Rachunek krzywd

Brak komentarzy: 0

Joanna Kociszewska

publikacja 22.02.2008 11:40

Z chrześcijańskiego punktu widzenia nie rozwiązanie polityczne wydaje mi się najważniejsze, ale to, czy oba narody będą w stanie na tym terenie współistnieć.

„Stolica Apostolska zachęca wszystkich, w szczególności polityczne kierownictwo Serbii i Kosowa, do ostrożności i umiarkowania. Prosi także o zdecydowane i faktyczne zaangażowanie, w celu zapobieżenia ekstremistycznym reakcjom i uciekaniu się do przemocy.” To fragment wypowiedzi rzecznika Watykanu po jednostronnym ogłoszeniu niepodległości przez Kosowo. W konflikcie, który w ostatnich dniach znacznie się zaostrzył, nie chodzi jednak o sam fakt odrębności państwowej, choć też na pewno jest to element istotny. Dużo ważniejszy wydaje się rachunek wzajemnych krzywd i obaw. Zatargi miedzy ludnością serbską i albańską trwają od wielu dziesiątków lat i zdążyły zaowocować prześladowaniami, dyskryminacją, wypędzeniami i w końcu czystkami etnicznymi. To doświadczenia, których myśląc o tym kraju nie można nie brać pod uwagę. A co na to Pan Bóg? Z chrześcijańskiego punktu widzenia nie rozwiązanie polityczne wydaje mi się najważniejsze, ale to, czy oba narody będą w stanie na tym terenie współistnieć. Czy mniejszość serbska, pozostała w Kosowie, będzie miała zagwarantowane bezpieczeństwo i pełne prawa? Każdy człowiek ma prawo żyć w swoim kraju i mieszkać w swoim domu. Czy ogłoszenie niepodległości nie oznacza czasem dążenia do „czystego etnicznie” państwa albańczyków? Czy nie będzie oznaczało kolejnych prześladowań i wypędzeń? Czy nie dojdzie znów do niszczenia świątyń, jak niespełna 10 lat temu? Tego obawia się cerkiew prawosławna. Bezpiecznego współistnienia obu narodów domaga się Metropolita Czarnogórski i Primorski mówiąc, że Kosowo i Metochija „mają wystarczająco wody, pastwisk, winorośli i pól, wystarczająco bogactwa, wystarczająco słońca, światłości i ciepła dla wszystkich”. Ale widzi rozwiązanie tylko w ochronie zapewnionej przez państwo serbskie. Czy takie rozwiązanie jest jednak jeszcze politycznie możliwe? Lokalny Kościół katolicki uznał zapewne, że nie, skoro popiera suwerenność nowego państwa.
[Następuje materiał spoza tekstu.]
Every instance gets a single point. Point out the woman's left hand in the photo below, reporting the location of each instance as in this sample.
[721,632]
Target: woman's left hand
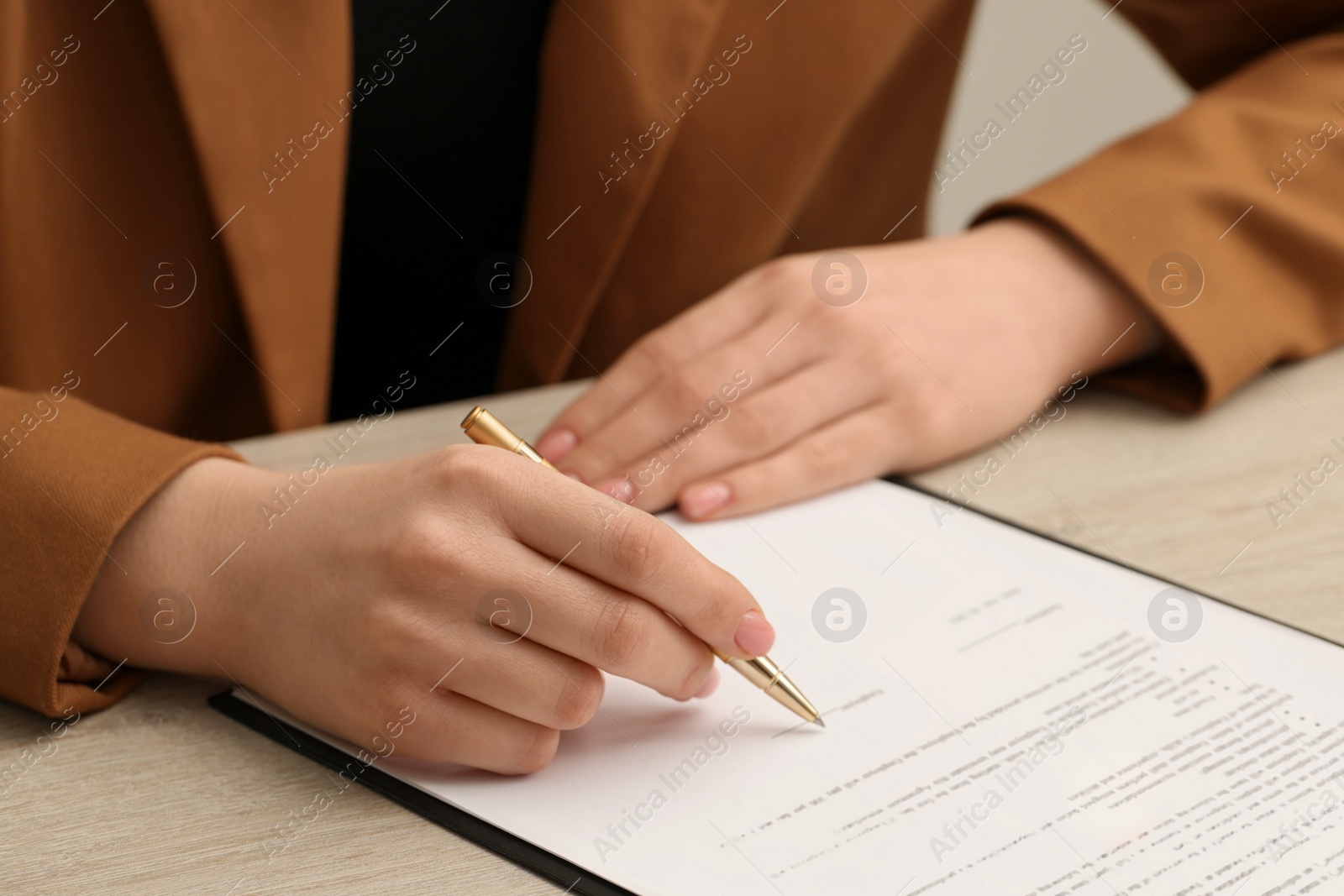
[766,392]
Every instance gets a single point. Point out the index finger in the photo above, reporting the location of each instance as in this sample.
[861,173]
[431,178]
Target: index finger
[643,557]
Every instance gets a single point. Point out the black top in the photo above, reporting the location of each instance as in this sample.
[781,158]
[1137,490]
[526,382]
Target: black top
[441,137]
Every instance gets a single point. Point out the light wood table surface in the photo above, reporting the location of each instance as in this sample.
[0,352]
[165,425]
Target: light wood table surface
[160,794]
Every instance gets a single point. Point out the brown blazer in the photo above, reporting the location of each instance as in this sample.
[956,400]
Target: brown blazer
[679,143]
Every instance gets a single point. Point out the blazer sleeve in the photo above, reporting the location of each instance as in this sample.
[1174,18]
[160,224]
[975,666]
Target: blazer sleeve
[1226,221]
[71,479]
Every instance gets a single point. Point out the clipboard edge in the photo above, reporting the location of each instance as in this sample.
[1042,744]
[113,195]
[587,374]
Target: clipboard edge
[480,832]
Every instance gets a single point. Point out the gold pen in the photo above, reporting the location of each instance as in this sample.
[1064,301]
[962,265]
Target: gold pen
[486,429]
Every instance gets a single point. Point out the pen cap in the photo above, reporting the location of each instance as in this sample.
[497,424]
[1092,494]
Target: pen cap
[484,427]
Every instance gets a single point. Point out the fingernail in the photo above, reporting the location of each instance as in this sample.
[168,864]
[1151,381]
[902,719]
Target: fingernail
[710,685]
[557,443]
[703,500]
[754,634]
[620,490]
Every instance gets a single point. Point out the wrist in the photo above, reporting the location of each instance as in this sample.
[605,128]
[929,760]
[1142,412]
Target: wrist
[1097,317]
[165,602]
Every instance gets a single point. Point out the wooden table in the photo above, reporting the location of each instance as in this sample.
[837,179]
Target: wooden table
[163,795]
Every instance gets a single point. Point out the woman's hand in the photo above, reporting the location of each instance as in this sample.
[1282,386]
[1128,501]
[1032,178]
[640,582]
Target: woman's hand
[456,606]
[766,394]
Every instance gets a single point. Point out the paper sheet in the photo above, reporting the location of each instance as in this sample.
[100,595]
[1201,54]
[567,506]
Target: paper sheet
[1012,716]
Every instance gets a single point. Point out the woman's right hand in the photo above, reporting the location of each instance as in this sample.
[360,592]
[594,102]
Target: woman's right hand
[470,590]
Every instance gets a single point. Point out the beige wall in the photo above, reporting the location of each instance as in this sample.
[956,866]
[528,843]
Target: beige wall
[1113,87]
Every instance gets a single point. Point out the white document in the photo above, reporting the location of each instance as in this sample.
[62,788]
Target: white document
[1007,720]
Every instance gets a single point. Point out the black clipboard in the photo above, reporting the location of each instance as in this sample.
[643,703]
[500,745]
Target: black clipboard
[522,852]
[517,851]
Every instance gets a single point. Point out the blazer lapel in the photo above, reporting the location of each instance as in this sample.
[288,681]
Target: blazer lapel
[260,86]
[602,136]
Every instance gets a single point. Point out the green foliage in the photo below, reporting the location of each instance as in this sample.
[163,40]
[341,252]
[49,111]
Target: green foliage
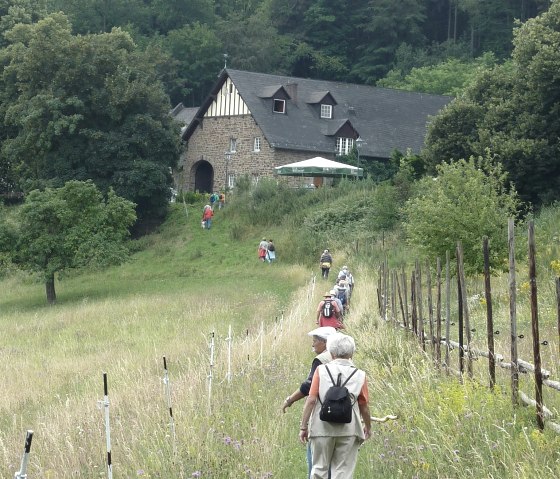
[86,107]
[465,202]
[514,111]
[449,77]
[70,227]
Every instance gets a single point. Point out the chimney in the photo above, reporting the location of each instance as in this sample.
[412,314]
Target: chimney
[291,88]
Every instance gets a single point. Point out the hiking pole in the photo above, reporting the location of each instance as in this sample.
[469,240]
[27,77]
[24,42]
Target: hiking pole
[389,417]
[229,340]
[262,340]
[211,373]
[170,408]
[22,473]
[107,426]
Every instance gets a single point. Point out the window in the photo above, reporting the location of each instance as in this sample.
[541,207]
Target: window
[279,106]
[344,146]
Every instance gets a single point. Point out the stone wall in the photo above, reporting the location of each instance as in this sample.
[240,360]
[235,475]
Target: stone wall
[211,140]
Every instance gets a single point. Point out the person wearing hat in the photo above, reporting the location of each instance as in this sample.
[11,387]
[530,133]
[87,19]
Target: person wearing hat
[263,249]
[322,356]
[328,312]
[325,263]
[338,301]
Warto podkreślić jednak, że domaga się jednocześnie zagwarantowania praw mniejszościom etnicznym, zwłaszcza Serbom. I – co chyba najważniejsze – wskazuje na rozwiązanie, którym jest pojednanie i dialog. Bez wzajemnego przebaczenia nie da się rozsupłać rachunku krzywd. Bez dialogu nie da się budować wspólnoty państwowej. W żadnym kraju, a tym bardziej tak zróżnicowanym pod względem religijnym i etnicznym.

Pierwsza strona Poprzednia strona Następna strona Ostatnia strona
oceń artykuł Pobieranie..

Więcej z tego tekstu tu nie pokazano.